Dívida dos estados com a União recua em 2025, mas ainda é alta
A dívida total dos 26 estados e do Distrito Federal com a União Federal atingiu cerca de R$ 838,8 bilhões em junho de 2025, segundo dados do Tesouro Nacional enviados ao portal iG. Apesar de apresentar uma redução em relação a 2024, esse valor ainda representa uma alta carga financeira para as finanças públicas estaduais.
Redução da dívida e estratégias de controle
O valor é 4,09% maior do que o registrado em 2024, quando a dívida total chegou a R$ 805,8 bilhões. Parte do crescimento está relacionado ao aumento das dívidas garantidas, pagas pelo Tesouro Nacional a instituições financeiras para quitar pendências dos estados.
Até junho de 2025, esse montante de garantias honradas pela União atingia R$ 4,42 bilhões, sendo que os maiores valores foram pagos por Rio de Janeiro (36,85%), Minas Gerais (35,10%), Rio Grande do Sul (16,93%) e Goiás (8,36%).
Programa de renegociação de dívidas
Para conter o crescimento das dívidas estaduais e facilitar a quitação, o governo federal sancionou em janeiro de 2025 o Programa de Pleno Pagamento de Dívidas dos Estados (Propag). A iniciativa renegocia as condições de dívida dos estados e do Distrito Federal, propondo condições mais favoráveis.
Estados com menor dívida refinanciada
Segundo dados do Tesouro Nacional, Tocantins, Roraima, Amazonas, Mato Grosso e o Distrito Federal apresentaram redução nas dívidas refinanciadas na comparação entre dezembro de 2024 e junho de 2025, mantendo-se como alguns dos estados com menor déficit fiscal. O Tocantins, por exemplo, possui atualmente uma dívida de aproximadamente R$ 521 mil, sendo o estado com menor débito do país, sem garantias da União.
O secretário da Fazenda de Tocantins, Donizeth Silva, afirmou que o estado conseguiu evitar aderir ao Regime de Recuperação Fiscal (RRF) devido à sua gestão fiscal responsável e reformas estruturais ao longo dos anos.
Principais dívidas e crescimento nacional
Os estados com maiores dívidas em 2025 continuam sendo São Paulo, com aproximadamente R$ 295,6 bilhões, Rio de Janeiro (R$ 184,6 bilhões), Minas Gerais (R$ 168,8 bilhões) e Rio Grande do Sul (R$ 104,4 bilhões).

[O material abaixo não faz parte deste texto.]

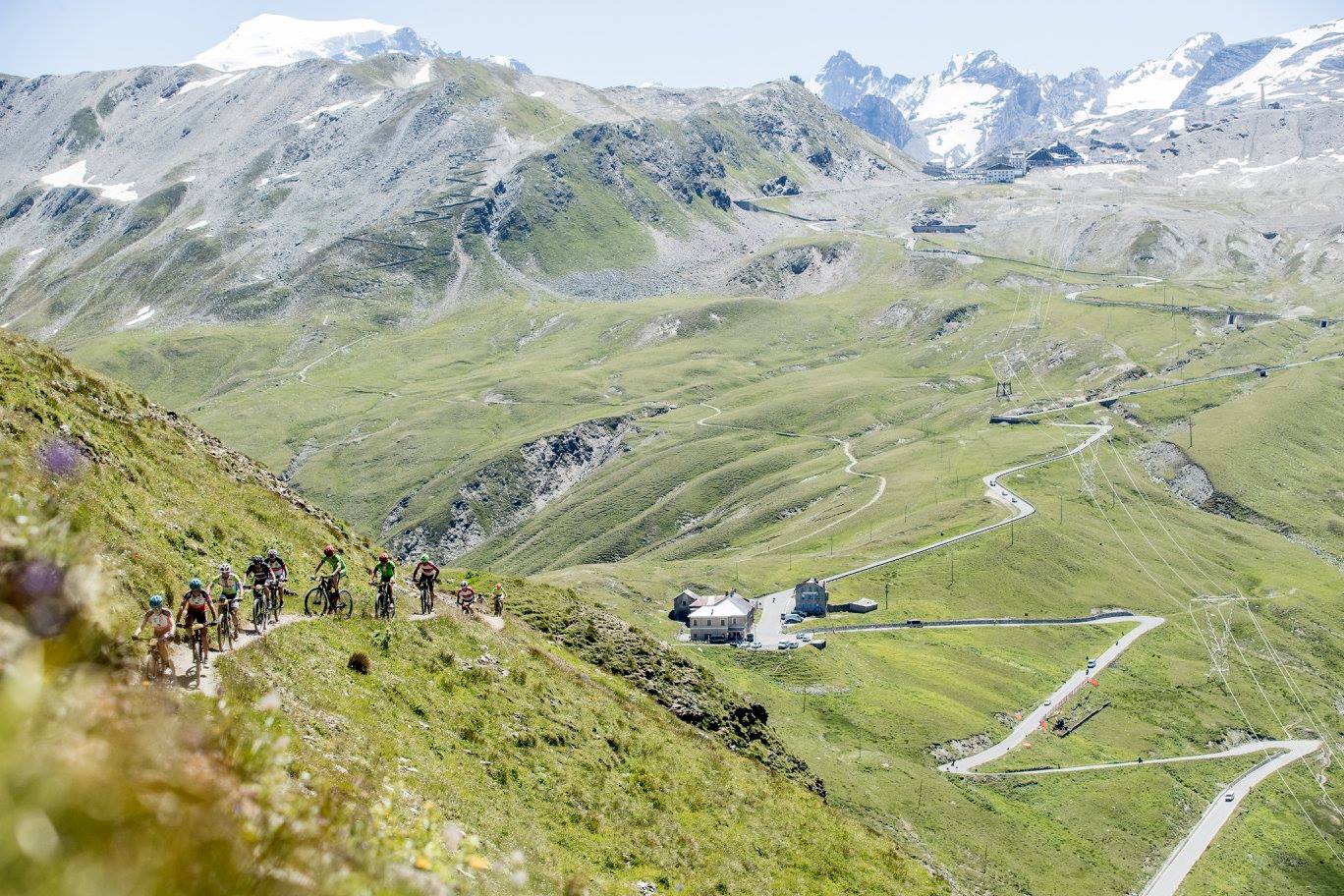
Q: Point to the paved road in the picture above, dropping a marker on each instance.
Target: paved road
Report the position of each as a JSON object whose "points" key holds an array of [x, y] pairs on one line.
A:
{"points": [[1169, 876], [769, 629], [1220, 809], [1103, 399], [1219, 812], [1016, 505]]}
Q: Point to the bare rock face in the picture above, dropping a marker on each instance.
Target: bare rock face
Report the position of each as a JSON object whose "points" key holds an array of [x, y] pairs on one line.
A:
{"points": [[796, 270], [507, 492]]}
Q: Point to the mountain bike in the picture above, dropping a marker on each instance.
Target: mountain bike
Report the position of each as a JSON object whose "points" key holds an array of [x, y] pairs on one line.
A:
{"points": [[227, 629], [277, 598], [261, 606], [321, 600], [200, 646], [153, 666], [384, 606], [426, 588]]}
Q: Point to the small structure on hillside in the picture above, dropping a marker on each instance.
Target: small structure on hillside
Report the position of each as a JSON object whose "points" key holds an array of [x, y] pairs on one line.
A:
{"points": [[684, 603], [722, 620], [938, 227], [810, 598], [1052, 156], [1000, 174]]}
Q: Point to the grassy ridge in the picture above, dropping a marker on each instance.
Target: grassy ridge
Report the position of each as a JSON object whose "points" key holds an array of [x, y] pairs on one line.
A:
{"points": [[468, 760], [457, 721]]}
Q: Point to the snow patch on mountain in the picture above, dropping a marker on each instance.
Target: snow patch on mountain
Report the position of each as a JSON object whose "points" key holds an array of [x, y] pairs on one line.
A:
{"points": [[77, 175], [1296, 59], [280, 40], [1157, 83]]}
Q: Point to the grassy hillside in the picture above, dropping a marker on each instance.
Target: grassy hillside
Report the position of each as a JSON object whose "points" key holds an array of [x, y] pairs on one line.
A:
{"points": [[467, 759], [572, 779]]}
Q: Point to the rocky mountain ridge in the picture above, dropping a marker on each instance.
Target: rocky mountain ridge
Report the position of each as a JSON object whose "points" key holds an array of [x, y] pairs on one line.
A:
{"points": [[164, 195], [980, 102]]}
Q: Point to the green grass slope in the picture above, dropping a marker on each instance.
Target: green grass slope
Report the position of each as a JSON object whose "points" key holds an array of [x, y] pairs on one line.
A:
{"points": [[573, 756]]}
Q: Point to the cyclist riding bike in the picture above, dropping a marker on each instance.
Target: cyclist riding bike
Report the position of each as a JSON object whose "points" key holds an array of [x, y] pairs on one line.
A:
{"points": [[278, 575], [196, 606], [424, 574], [258, 575], [331, 569], [230, 591], [383, 574], [159, 618], [466, 596]]}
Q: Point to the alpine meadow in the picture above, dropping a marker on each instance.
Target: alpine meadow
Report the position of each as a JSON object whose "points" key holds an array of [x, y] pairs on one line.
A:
{"points": [[427, 476]]}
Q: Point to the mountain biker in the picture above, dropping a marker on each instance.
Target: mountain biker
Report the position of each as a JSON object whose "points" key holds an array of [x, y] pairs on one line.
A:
{"points": [[196, 606], [331, 569], [230, 589], [424, 574], [258, 573], [278, 575], [383, 574], [159, 618], [466, 596]]}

Estes quatro estados representam aproximadamente 89,84% do total nacional, que é de R$ 838,77 bilhões.
O aumento da dívida nacional é especialmente impulsionado pelos acréscimos em estados com maior débito, como São Paulo, que elevou seu saldo em R$ 6,9 bilhões, e o Rio de Janeiro, com aumento de R$ 10,5 bilhões.
Perspectivas futuras
O Programa de Pleno Pagamento de Dívidas dos Estados (Propag) prevê descontos nos juros e parcelamentos de até 30 anos, além de permitir a quitação parcial por meio da transferência de ativos, como ações empresariais ou imóveis. Ainda que nenhuma adesão formal tenha sido confirmada até o momento, estados como Minas Gerais e Goiás demonstraram interesse na iniciativa.
Especialistas apontam que a mudança no pacto fiscal entre União e estados é crucial para o equilíbrio das contas públicas, diante do aumento das ações judiciais relacionadas às dívidas estaduais e à necessidade de reformas estruturais mais profundas. Segundo Luís Garcia, sócio do Tax Group e do MLD Advogados, o cenário atual reforça a importância de uma gestão fiscal responsável para manter a sustentabilidade financeira dos estados.